I act according to an instinct I never knew I possessed, reaching out in response to his alarmingly weak sobs. I gather him in my arms and lift him up, carrying him to a seat beside the window. I sit carefully, arranging him across my lap like a lanky, slightly emaciated infant and cradle him close. He fights me, but he’s too weak to make even a halfhearted effort, and all too soon he gives up.
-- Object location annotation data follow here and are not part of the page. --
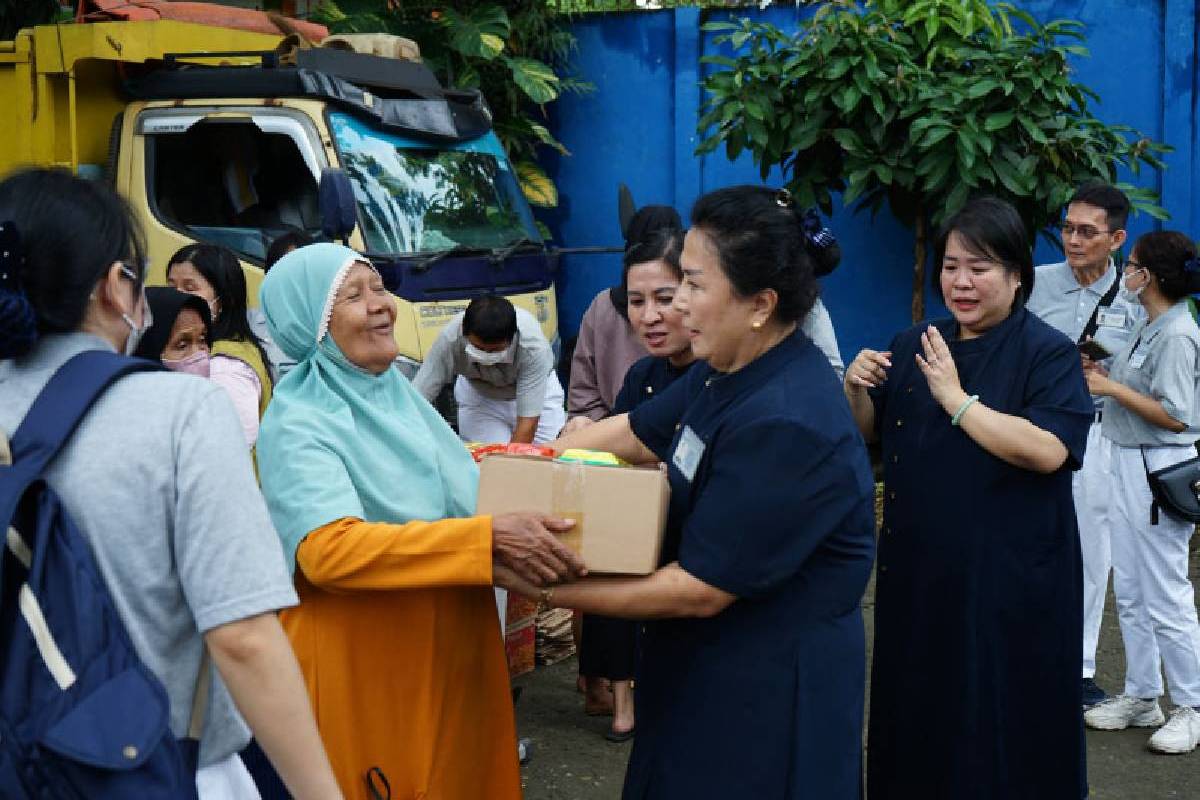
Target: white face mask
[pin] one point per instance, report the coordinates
(485, 359)
(136, 332)
(1133, 295)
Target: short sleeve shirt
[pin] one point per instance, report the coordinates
(522, 379)
(157, 477)
(1163, 361)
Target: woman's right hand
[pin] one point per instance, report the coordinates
(527, 543)
(869, 370)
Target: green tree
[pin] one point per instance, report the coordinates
(16, 14)
(915, 106)
(516, 53)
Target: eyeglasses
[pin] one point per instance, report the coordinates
(1086, 233)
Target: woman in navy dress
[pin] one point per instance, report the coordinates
(982, 417)
(652, 275)
(751, 675)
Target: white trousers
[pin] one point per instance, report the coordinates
(226, 780)
(483, 419)
(1156, 602)
(1092, 487)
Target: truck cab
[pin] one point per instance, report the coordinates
(228, 140)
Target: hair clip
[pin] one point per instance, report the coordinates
(815, 230)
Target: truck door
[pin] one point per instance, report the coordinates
(232, 176)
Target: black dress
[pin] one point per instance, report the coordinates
(975, 686)
(609, 645)
(771, 501)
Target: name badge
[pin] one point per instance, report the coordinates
(688, 452)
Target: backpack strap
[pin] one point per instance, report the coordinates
(64, 402)
(1105, 301)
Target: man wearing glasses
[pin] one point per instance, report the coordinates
(1080, 298)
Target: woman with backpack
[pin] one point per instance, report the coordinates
(157, 481)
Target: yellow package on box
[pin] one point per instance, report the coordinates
(619, 512)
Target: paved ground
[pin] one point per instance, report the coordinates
(573, 762)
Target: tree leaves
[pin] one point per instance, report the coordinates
(917, 104)
(534, 78)
(479, 32)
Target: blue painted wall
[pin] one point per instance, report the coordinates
(640, 127)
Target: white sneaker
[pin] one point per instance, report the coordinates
(1123, 711)
(1181, 734)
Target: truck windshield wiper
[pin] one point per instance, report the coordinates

Peter presses his face against my chest and continues to cry, clutching at my shirt desperately. “I’ve got you, Pan,” I try to reassure him, unsettled by his tears. “I’m not being cruel. I didn’t mean to hurt you. I’m here now; I’m here and I promise I won’t leave you again.” My reassurance only makes things worse at first as the boy’s sobs seem to intensify, but I hold him firmly and continue to speak to him softly, telling him over and over that I’ll stay for as long as he wants. Eventually he tires and his cries fade away to silence as his body slips into an exhausted sleep.
I briefly consider carrying him back to the bed and leaving him to go have a drink, but I immediately crush that thought. The child is dying, his body lacks the strength and his spirit lacks the will to survive, and there’s every likelihood that he’ll never awaken again. But I gave my word to him and this time I will keep it. I will remain with him and I won’t let him go, not until his soul has taken flight and left his mortal coil to cool in my arms. I pray that he will awaken again; I don’t want the last waking moments of his life to have been wasted in tears. I’m going to remain here and hold him, so that if he wakes he’ll know that he’s not alone; so that he’ll know I do care for him and that, in the end, I remained true.